Tara McPherson, who teaches courses in digital media, television and popular culture at the USC School of Cinematic Arts, explained that the “vernacular archives” of popular culture – or what scientists might call “datasets” – are expanding at a phenomenal rate. YouTube now hosts more than 150 million videos, with thirteen hours of content uploaded every minute. Flickr surpassed five billion photographs in September 2010, and Facebook claims that 2.5 billion photos are uploaded to its site every month.
Then there are the scholarly datasets of text, video and images used in the humanities. The USC Shoah Foundation Institute for Visual History and Education has a collection of nearly 52,000 video testimonies in 32 languages and from 56 countries, making it the largest visual history archive in the world. McPherson also noted the National Science Foundation-funded cyber-infrastructure DataOne (Data Observation Network for Earth), a versatile, distributed framework for observational data about the earth, is a very large dataset.
What does all this mean? McPherson suggests that the rise of these and other vast datasets are changing the very forms of scholarly production. People are starting to ask, “Can we have the communal nature of a blog or the multimedia capacity of YouTube incorporated into our scholarly practices? Can these vast archives change not only how we do our research, but how we share and publish it, producing new scholarly outcomes? Can our analyses 'live with' our data? What would it mean if the interpretations we are producing actually lived side-by-side with our evidence? I think it would make us more accountable because we couldn’t make wild claims. But it would also mean our interpretations could be layered.”

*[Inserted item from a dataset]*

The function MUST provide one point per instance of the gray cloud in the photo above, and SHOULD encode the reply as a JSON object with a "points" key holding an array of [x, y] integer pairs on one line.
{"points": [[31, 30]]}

So some scholars see the creation of useful meta-data tools (which make it easier and more useful to study and analyze large datasets) as a serious scholarly activity that deserves full recognition from university administrators. But then the questions are raised, What constitutes a significant, meritorous contribution to meta-data, and who is the best judge?
The Norman Lear Center report covers a lot more of these sorts of issues. There are not always answers, but the questions are on-point. I might add that the publication itself (available in hard copy) is handsomely designed and enhanced by “mind mapping” illustrations by cartoonist Lloyd Dangle. Kudos as well to my colleagues Marty Kaplan and Johanna Blakley for their considerable research and planning in organizing the event.